The second map, Storm Sector 7, is absolutely stunning. It’s reminiscent in atmosphere to that of BladeRunner and is my favorite of the two deathmatch maps. Whereas Gibbler on the Roof is very large and has many hiding spots, this does not. The map is very circular and much better lit. The rain effect is absolutely stunning.
And while I’m sure a rain mod can be downloaded as a mod for Quake or Quake II, what makes this map unique is that it’s not a mod. Someone implemented this into a map, and they did it incredibly well. And instead of being placed in the level for a graphical effect, it actually enhances the level. There’s a simple way to tell. Imagine the level without rain. And then look at the level as it is. It does make a difference. It adds to the atmosphere of the level, which is what’s important.
The sound is about average as well. Infact, it could be a great deal better. Even though it’s been clearly stated that there is no 3D sound in the demo, with all the rain that falls in Storm Sector 7, I imagined that when I walked in the outer corridor, I would be sloshing through water. Instead I heard nothing of the sort. It’s unfortunate since I’ve come to believe that it’s the small things that make a game great. Hopefully when the full version of Daikatana is released, I’ll visit this deathmatch map again and hear the echo of dripping water and rain splashing on my boots. Until then the level lacks a certain ambiance.
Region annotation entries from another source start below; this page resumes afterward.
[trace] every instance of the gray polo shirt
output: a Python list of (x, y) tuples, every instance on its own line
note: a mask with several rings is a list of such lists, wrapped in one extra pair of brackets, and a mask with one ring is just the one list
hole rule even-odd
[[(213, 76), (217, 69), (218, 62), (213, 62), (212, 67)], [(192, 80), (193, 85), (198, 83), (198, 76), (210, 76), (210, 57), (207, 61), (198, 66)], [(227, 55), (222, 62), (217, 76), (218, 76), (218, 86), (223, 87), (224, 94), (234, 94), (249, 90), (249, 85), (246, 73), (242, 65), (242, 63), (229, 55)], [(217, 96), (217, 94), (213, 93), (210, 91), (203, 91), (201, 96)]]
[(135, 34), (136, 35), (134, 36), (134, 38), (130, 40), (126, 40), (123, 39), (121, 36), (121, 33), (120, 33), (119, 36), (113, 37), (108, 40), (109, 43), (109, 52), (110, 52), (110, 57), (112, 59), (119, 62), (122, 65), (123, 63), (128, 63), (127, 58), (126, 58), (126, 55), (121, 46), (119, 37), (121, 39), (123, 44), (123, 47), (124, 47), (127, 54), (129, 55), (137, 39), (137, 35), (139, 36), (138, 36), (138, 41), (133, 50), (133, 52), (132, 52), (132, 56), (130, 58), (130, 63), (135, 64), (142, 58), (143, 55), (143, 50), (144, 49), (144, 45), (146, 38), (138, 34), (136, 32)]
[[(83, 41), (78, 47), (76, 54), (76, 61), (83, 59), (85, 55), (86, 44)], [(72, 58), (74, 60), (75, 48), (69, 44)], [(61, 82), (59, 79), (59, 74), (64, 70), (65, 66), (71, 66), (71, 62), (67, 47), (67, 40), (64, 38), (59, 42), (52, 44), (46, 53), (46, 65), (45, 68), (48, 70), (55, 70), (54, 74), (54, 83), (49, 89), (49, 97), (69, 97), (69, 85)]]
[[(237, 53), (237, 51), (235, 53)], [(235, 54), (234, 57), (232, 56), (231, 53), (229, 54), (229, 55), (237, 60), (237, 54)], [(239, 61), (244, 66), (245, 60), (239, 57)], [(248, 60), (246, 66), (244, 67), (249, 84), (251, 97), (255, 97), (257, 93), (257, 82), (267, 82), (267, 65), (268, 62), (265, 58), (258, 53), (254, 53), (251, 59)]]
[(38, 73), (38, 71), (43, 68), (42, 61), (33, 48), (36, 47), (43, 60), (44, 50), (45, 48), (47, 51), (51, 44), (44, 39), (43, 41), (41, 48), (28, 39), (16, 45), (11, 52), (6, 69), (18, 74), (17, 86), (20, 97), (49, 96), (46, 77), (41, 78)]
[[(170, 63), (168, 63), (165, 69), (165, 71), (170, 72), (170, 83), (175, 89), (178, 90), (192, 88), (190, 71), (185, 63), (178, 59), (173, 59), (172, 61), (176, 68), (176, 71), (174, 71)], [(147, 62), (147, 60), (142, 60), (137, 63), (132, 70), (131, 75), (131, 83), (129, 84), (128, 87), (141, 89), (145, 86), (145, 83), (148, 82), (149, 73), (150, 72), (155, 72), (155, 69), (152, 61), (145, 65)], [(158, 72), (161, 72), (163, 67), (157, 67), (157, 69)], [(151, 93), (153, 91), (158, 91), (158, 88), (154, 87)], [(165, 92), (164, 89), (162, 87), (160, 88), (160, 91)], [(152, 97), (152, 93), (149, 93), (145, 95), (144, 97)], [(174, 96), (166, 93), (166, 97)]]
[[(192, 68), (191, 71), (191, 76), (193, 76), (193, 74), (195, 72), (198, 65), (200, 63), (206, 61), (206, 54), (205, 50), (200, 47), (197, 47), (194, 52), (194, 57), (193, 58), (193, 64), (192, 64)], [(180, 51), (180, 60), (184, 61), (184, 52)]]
It’s nothing revolutionary. But then, it was never intended to be. It’s supposed to be fun. Nothing more. And atleast it’s a helluva lot more fun than the Half-Life demo. At 34.5 MB, the demo has a fair amount of replayability if you happen to love deathmatching. Beware though, this is a deathmatch only demo. There is no single player to be found anywhere. That will be the determining factor in the download.
What do I say to those of you who rarely play multiplayer? Well, 5 weapons, 2 levels, and MPlayer. Not exactly a winning combination. If you want some pain, slaughter, mayhem, and hamsters, look no further than the Daikatana demo. But if you crave an immersive plot, stay the hell away. For those of you who ask whether or not it’s better than Quake II. No, it’s different. The whole feel is different. I enjoy both. But until the weapons are reduced in power, I’m shying away.
The Goods Size: 34.5 MB Pros: Nice level design, interesting weapons. Cons: Mplayer only, weapons too powerful, no 3D sound, Mplayer only. Bottom Line: After years of waiting, John Romero finally revealed a piece of his much-hyped game Daikatana. Except we can only deathmatch. While this may make deathmatch fans jump up and down like little schoolgirls, the single player people are left out. Without any really interesting maps and overly powerful weapons, the demo lacks the punch that would have made it much better.